また、床の高さを変えて部屋を分けるスキップフロアは、壁を造らず視覚的に空間を分ける効果があります。部屋に奥行きを与え、開放感をアップしてくれるので、狭小住宅にぴったりです。加えて、スキップフロアの下部を収納として使えるメリットもあります。

収納問題は、「階段下」「壁」「家具の下」などのデッドスペースを逃さず解消

小さな家では、収納スペースを確保するのが難しいもの。タンスやクローゼットなどの収納家具を設置するほかに、階段下や壁、家具の下などのデッドスペースを有効活用することが大切です。

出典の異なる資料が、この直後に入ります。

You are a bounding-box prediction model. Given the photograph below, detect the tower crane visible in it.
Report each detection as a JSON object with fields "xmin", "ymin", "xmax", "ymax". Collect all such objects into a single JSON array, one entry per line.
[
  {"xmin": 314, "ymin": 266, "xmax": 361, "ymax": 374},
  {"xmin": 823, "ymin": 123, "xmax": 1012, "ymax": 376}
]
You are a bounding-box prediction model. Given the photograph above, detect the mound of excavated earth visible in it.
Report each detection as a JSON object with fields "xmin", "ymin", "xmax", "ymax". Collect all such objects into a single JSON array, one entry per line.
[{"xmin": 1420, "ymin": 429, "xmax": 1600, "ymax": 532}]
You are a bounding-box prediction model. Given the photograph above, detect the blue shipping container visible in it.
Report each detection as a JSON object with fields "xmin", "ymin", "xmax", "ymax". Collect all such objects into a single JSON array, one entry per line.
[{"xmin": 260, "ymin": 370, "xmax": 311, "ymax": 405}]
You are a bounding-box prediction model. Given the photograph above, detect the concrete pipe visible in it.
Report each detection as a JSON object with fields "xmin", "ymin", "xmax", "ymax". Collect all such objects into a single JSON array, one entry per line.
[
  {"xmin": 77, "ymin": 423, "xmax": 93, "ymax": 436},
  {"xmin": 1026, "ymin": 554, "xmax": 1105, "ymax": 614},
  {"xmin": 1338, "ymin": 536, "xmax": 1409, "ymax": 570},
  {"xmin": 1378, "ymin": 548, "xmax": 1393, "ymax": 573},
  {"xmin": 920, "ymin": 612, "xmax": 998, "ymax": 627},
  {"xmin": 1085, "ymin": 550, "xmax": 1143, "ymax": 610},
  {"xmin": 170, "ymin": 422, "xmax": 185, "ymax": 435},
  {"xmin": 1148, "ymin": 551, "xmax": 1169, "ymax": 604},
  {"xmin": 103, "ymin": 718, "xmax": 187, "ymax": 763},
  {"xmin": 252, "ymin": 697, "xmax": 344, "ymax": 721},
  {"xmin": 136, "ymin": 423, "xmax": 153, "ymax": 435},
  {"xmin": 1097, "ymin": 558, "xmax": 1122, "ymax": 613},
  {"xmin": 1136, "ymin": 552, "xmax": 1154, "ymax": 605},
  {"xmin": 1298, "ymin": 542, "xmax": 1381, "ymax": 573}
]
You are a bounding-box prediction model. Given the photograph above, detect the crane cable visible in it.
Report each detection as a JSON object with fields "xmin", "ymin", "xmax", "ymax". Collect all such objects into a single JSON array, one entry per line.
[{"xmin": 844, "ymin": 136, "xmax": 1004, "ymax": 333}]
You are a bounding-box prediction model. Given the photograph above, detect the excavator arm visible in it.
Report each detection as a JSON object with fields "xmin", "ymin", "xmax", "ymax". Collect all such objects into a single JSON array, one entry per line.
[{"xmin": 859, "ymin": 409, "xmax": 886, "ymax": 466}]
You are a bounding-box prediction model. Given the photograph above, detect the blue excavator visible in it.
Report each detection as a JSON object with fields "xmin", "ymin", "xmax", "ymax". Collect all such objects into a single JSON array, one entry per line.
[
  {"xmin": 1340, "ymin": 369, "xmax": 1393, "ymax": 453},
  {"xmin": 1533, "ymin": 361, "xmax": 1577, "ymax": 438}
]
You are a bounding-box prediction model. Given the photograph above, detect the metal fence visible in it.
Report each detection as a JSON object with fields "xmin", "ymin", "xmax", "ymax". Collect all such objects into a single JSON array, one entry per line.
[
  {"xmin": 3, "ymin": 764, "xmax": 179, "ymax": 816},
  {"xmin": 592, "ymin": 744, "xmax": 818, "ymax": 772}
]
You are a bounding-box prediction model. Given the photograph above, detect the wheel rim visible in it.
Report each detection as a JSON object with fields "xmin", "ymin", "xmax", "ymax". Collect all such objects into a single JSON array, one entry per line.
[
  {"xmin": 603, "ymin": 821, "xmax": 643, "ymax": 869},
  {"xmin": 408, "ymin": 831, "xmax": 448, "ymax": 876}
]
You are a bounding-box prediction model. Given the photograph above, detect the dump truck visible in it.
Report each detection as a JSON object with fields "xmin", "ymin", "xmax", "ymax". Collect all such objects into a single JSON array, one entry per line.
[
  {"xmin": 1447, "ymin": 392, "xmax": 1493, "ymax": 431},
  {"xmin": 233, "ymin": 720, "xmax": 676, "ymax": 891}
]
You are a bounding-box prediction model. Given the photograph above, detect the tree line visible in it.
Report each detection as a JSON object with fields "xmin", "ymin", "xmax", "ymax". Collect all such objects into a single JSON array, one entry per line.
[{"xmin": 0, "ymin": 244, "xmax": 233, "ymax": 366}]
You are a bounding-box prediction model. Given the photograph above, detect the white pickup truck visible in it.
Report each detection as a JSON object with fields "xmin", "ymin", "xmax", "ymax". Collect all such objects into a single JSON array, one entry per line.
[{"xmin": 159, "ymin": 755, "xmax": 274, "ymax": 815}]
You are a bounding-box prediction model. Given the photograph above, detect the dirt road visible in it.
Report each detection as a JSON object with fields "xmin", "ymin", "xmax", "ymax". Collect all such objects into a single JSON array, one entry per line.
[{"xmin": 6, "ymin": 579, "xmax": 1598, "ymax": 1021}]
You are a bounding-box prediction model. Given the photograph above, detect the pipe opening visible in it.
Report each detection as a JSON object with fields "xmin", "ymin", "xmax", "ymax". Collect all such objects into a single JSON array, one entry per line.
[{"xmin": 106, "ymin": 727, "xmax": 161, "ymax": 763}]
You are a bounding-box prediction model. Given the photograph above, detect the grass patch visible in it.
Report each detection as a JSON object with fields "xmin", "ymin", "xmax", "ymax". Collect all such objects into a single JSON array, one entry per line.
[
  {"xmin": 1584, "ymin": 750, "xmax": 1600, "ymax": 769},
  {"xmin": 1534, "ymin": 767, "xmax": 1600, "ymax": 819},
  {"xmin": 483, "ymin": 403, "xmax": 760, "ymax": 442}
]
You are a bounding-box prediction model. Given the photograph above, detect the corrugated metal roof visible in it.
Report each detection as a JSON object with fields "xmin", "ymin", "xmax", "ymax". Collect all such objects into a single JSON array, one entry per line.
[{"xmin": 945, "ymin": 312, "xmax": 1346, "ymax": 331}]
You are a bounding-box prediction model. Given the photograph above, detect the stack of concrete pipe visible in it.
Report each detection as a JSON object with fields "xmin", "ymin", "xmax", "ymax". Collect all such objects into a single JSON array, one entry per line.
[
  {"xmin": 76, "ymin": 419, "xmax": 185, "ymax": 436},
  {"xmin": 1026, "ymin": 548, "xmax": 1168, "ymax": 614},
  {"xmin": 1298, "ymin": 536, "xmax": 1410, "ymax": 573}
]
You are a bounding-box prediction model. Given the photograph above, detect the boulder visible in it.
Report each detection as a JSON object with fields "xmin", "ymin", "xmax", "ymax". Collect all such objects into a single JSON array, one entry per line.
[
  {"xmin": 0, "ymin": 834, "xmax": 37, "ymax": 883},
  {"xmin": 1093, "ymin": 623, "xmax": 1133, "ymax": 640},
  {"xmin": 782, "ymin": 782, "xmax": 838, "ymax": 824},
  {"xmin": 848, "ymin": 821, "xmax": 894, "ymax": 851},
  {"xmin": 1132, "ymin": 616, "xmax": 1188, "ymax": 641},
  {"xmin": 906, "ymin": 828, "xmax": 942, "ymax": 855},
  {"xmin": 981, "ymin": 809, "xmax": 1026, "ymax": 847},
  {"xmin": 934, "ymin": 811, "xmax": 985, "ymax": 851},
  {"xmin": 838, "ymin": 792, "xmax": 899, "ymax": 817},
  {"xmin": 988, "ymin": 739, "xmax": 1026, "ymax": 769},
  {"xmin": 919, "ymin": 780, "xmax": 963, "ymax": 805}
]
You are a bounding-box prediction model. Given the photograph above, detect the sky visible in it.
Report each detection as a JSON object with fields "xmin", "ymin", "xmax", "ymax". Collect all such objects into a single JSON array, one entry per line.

狭小住宅の間取りを決める時は、余ったスペースを収納として使えるかどうか業者に相談してみてください。
「ニッチを作れる壁が限られている」「大きな収納を作れるデッドスペースがない」といった時は、既存の家具やインテリアなどに合わせて、収納量を増やした造作家具を設置するのもオススメです。

家事動線や家族のコミュニケーションも◎!「リビングは2階」が暮らしやすい

敷地の狭い家を3階建にする場合、上下の移動が多くなる分、水回りやリビングなどをどこに配置するかが重要です。よく使う部屋を1階や3階に配置すると、移動が大変になってしまいます。
例えば家族全員が使用するリビングは、2階に配置するのがベターです。また、最もアクセスしやすい階にリビングを置くことで、家事の導線を確保したり、家族のコミュニケーションを促したりといった効果も期待できます。

狭小住宅とは思えない!居心地のいい「小さな家」施工例5選

ここでは、デザインや間取りなどにこだわり、暮らしやすい空間を実現した狭小住宅の事例を紹介します。無駄なスペースをなるべく削減した住宅や、大容量の収納を設置した住宅など、小さな家だからこそできるアイデアをまとめました。

リビングの吹き抜けが開放的!小さくても圧迫感なく暮らせる家

「イエタッタ」より、約109平米(33坪)の小さな3LDK住宅です。家の中心には4.5帖の吹抜けを造り、開放的な空間に仕上げました。階段下収納やスキップフロアなど、空間を無駄なく使う工夫も見られます。

採光・目隠し・広々見え!一石三鳥のウッドデッキが特徴的な小さな家

「stylekoubou」より、LDKの南側にウッドデッキを設置した事例をピックアップしました。採光を確保し、家の中を広々と明るい空間に見せています。ほかにも、圧迫感の少ないスケルトン階段を取り入れる、窓の位置を工夫するなどのアイデアで、開放的な空間を演出しています。

廊下のスペースをカット!無駄を省いた15坪の平屋の事例

「LIFULL HOME’S」に掲載されている、コンパクトな1LDKを紹介します。わずか16坪(約52平米)の土地に、無駄を省いた15坪(50㎡)の平家を建築しました。廊下を省いた最小限の導線と、光を取り込みやすい大きな窓がポイントです。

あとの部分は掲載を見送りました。